Entre 2000 y 2006, Rusia casi ha multiplicado por cuatro los presupuestos de sus antes decrépitas fuerzas armadas. El incremento presupuestario del 2007 fue del 29% y para el 2015, Moscú quiere haber renovado casi la mitad de su arsenal.

El reiterado aumento del 17% anual en el presupuesto militar chino está enfocado, entre otras cosas, a la adquisición de cinco nuevos submarinos nucleares, un portaeronaves mediano, y al proyecto (oficioso) de desarrollar un portaviones grande, de 100.000 toneladas y propulsión atómica, para el año 2020.

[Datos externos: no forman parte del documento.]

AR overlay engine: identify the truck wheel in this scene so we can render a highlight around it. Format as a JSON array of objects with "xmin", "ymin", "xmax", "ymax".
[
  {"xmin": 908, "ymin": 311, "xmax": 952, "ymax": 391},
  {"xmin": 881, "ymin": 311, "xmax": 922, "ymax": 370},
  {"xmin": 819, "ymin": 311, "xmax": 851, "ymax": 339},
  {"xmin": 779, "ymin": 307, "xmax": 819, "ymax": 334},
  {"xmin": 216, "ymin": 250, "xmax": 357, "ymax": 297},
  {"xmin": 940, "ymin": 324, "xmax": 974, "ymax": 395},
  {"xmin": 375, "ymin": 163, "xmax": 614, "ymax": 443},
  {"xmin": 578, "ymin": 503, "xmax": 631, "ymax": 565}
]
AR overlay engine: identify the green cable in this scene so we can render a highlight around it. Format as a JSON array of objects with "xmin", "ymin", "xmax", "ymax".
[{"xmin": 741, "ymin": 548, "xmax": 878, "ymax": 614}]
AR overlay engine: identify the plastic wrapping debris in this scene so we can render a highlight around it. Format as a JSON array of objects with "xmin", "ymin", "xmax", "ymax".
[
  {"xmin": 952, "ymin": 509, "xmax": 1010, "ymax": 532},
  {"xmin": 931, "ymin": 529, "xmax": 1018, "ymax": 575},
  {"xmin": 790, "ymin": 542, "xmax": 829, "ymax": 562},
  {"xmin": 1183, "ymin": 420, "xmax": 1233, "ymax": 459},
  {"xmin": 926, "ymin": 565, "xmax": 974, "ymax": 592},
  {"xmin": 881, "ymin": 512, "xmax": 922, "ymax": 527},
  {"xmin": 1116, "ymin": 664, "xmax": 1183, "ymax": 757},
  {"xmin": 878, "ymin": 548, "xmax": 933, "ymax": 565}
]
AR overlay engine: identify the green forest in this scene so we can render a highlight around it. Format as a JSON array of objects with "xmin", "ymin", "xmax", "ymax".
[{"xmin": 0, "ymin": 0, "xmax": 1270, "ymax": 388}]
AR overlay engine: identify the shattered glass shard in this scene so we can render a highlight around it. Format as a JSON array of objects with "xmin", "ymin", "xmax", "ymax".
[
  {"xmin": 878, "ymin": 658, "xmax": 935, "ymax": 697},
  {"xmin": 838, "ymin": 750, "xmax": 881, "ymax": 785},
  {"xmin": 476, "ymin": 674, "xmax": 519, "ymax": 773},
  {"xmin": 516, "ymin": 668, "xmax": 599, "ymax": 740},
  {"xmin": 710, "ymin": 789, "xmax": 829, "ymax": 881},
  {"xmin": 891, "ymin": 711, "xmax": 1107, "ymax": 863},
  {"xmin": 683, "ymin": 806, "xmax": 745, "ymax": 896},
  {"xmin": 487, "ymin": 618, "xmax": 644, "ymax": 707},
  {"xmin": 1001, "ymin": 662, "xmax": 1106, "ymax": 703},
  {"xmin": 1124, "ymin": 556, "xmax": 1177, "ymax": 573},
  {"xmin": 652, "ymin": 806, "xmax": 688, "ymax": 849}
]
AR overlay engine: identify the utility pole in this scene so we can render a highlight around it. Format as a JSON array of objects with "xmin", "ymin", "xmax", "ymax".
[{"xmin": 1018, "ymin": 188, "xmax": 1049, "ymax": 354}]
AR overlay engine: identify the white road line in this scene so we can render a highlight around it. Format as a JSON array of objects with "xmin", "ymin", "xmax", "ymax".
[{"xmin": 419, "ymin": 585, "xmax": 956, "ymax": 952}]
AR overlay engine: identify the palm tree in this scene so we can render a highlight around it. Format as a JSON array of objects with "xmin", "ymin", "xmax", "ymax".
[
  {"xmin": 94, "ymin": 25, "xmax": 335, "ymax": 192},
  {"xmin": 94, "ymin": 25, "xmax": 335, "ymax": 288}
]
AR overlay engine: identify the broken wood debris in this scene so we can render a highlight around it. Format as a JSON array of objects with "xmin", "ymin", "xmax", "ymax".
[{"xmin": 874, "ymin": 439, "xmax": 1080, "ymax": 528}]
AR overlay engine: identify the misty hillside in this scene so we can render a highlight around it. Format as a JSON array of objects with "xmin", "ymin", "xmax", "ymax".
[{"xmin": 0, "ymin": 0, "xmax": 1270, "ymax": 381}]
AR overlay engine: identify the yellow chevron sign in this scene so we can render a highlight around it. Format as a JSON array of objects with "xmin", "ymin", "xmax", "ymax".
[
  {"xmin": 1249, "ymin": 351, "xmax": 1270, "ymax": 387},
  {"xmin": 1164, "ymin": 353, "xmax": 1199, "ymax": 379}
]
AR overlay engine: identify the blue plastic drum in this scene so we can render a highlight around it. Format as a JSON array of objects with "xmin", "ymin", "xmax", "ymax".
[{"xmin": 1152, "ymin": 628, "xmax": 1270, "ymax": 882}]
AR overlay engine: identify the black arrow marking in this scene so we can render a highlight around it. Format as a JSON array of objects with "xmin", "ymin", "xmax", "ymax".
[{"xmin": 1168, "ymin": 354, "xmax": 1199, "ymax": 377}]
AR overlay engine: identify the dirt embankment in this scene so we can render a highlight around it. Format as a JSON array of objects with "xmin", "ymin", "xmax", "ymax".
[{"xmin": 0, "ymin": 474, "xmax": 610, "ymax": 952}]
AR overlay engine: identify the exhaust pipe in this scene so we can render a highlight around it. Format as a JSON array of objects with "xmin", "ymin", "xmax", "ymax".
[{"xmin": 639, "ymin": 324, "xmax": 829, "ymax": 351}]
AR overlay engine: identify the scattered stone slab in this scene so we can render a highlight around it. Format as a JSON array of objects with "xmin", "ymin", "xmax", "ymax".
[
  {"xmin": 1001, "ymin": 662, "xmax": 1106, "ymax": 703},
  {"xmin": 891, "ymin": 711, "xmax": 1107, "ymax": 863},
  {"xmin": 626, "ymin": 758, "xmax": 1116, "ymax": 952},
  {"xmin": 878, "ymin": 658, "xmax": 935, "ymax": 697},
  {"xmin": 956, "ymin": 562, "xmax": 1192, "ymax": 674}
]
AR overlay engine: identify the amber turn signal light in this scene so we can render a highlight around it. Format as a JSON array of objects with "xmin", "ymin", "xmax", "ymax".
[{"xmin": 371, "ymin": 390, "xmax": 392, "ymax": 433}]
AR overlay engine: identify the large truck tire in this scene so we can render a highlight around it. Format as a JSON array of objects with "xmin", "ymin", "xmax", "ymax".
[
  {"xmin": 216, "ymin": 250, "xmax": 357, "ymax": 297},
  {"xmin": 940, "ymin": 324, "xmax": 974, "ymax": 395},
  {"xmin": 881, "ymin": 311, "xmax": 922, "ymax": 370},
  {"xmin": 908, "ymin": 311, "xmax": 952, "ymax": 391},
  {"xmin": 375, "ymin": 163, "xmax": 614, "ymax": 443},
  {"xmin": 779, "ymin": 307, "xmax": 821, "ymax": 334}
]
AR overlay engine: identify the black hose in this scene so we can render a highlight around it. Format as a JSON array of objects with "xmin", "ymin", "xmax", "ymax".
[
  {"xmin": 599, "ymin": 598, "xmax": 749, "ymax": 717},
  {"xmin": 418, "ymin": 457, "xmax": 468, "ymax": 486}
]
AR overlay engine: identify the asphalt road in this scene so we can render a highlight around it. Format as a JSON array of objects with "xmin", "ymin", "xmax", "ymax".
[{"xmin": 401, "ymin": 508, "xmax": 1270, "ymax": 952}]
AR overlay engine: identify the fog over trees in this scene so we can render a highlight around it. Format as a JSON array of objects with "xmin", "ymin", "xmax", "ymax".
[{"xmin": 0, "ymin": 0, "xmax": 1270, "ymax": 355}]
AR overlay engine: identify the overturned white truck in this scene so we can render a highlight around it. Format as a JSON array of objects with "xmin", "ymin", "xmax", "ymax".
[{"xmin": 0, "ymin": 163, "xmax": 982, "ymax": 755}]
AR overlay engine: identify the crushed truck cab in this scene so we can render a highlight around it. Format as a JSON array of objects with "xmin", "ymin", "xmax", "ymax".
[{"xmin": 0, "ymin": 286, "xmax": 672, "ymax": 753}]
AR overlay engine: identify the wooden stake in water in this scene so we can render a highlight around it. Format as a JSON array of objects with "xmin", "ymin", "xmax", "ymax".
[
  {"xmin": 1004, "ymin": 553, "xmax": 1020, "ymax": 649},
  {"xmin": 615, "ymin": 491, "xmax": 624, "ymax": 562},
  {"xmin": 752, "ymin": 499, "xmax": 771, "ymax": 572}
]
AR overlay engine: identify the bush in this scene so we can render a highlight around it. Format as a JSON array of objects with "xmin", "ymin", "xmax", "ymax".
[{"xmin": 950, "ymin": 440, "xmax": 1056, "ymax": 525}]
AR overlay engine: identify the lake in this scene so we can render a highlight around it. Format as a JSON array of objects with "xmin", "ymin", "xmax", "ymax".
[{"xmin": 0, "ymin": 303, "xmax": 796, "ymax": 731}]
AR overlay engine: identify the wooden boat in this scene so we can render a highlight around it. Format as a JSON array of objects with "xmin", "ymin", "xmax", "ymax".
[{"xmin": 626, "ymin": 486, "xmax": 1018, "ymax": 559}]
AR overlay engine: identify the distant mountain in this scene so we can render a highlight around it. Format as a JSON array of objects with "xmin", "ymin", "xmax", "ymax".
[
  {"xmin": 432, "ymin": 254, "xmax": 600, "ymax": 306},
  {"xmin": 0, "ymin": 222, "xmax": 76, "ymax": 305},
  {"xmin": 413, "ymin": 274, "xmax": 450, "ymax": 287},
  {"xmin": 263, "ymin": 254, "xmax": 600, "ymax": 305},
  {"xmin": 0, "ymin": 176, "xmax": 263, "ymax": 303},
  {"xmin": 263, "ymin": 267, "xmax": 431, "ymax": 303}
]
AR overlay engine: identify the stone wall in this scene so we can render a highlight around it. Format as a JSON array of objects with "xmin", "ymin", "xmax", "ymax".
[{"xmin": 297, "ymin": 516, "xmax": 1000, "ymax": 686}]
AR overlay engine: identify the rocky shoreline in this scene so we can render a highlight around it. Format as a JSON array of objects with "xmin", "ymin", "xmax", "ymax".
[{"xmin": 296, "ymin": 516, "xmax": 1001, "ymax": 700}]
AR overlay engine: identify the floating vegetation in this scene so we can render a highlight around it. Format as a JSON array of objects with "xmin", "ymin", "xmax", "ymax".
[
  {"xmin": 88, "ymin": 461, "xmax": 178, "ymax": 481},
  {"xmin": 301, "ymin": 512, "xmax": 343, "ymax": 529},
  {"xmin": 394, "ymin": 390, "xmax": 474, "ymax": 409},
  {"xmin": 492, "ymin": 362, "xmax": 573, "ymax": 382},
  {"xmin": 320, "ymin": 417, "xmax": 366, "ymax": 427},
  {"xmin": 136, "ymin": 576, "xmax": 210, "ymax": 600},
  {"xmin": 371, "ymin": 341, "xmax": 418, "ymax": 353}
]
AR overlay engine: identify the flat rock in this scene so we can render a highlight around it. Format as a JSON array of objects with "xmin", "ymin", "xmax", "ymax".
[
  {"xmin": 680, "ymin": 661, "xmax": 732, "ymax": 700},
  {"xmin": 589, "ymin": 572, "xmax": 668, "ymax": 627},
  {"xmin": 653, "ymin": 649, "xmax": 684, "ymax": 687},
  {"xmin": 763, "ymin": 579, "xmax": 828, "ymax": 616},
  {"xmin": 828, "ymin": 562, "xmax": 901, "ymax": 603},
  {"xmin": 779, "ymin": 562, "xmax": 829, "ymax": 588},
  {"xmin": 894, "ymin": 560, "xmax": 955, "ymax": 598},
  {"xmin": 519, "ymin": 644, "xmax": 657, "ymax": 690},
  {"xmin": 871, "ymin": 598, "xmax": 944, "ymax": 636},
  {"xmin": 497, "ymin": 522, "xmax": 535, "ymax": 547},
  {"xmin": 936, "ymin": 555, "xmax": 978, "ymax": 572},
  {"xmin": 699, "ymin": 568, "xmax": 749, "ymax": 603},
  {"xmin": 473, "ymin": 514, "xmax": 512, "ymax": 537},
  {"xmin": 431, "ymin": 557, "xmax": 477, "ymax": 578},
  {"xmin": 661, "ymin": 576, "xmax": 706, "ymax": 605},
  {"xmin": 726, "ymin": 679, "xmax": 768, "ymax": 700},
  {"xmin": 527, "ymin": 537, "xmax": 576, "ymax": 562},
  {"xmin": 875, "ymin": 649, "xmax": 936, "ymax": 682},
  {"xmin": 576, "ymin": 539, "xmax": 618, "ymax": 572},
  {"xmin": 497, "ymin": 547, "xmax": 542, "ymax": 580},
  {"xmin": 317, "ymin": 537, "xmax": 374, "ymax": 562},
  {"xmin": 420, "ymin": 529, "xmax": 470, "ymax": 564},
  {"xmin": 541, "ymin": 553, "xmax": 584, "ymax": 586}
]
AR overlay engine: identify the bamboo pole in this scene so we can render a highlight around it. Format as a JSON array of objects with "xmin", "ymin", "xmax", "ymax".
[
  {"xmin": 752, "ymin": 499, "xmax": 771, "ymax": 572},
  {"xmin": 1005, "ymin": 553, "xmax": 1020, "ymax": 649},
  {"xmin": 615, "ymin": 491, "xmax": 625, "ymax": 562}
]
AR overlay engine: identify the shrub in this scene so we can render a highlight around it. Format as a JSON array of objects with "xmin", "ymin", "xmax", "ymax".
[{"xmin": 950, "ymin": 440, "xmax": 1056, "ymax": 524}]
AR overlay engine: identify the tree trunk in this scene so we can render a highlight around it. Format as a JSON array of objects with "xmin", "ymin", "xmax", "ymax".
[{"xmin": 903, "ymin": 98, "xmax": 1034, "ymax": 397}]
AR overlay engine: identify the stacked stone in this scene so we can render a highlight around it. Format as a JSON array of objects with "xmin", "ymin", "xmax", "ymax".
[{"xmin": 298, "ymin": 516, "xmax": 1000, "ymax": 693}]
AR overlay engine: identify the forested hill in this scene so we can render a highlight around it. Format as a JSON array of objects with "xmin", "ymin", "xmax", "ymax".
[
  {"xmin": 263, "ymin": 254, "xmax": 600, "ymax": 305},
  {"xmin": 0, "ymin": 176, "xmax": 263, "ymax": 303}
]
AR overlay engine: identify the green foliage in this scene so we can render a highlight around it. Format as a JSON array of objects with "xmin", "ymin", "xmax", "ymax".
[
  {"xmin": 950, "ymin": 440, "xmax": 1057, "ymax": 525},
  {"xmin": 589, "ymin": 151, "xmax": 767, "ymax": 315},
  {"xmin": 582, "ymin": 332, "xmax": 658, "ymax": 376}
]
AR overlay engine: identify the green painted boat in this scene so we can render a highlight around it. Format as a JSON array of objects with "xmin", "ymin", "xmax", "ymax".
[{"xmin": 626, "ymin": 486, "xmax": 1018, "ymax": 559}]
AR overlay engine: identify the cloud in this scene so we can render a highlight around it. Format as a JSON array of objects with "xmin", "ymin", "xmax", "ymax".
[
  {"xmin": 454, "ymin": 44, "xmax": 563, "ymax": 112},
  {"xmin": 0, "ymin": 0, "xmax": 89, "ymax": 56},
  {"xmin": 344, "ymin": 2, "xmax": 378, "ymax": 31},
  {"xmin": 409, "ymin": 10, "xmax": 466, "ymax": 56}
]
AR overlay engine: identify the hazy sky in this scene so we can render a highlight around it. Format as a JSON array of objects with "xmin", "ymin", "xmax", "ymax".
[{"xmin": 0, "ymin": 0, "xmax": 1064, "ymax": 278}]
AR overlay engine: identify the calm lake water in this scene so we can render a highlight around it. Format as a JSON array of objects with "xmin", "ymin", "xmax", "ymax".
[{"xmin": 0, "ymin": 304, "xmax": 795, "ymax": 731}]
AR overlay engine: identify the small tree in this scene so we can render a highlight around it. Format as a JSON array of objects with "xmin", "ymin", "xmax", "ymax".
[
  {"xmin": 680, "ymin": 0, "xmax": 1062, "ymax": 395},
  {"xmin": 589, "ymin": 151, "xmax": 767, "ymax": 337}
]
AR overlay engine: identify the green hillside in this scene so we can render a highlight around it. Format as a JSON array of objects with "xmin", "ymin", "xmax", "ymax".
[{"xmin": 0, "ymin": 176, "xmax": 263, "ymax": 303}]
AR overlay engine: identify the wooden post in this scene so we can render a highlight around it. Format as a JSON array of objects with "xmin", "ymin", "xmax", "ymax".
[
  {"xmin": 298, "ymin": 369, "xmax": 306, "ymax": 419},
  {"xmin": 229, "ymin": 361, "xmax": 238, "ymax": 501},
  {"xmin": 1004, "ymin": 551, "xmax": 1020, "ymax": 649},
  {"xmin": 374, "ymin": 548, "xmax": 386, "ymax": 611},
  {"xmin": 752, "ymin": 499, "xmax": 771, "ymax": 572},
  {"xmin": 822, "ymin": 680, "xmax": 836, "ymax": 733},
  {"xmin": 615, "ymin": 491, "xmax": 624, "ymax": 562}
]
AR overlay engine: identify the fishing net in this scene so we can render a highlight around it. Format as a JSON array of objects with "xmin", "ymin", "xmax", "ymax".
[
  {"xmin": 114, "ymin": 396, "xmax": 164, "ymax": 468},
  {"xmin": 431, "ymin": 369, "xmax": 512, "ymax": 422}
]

Respecto a Estados Unidos, parte de su enorme gasto militar, ampliamente superior a todos los citados, sumados, se dedica al fortalecimiento de su presencia guerrera en el Pacífico. La influencia económica y política de China en el espacio de la ASEAN va en ascenso. Washington intenta compensarla mediante un incremento de la potencia de fuego, que arrastra a los demás. La "escalada armamentística oculta" es el resultado. Este es el contexto general en el que debe contemplarse el particular caso de Corea del Norte, el último del sexteto.

El régimen de Pyongyang es el que mayores esfuerzos militares hace. Gasta una cuarta parte de su presupuesto en defensa. Sin embargo, en términos absolutos ese gasto es una minucia: Corea del Sur gasta en defensa más que todo el PNB norcoreano. Corea del Norte es el único país de la región incapaz de mantener el actual ritmo de modernización militar, así que su recurso ha sido hacerse con la bomba atómica, que detonó en octubre de 2006. Según John Feffer, autor de muchos de estos datos, "la crisis nuclear, que tanta atención diplomática ha merecido en Asia nororiental, es, en gran parte, resultado de la carrera armamentística convencional que se libra en la región y de la imposibilidad de Corea del Norte de mantener el ritmo". El incremento presupuestario chino debe examinarse en este contexto.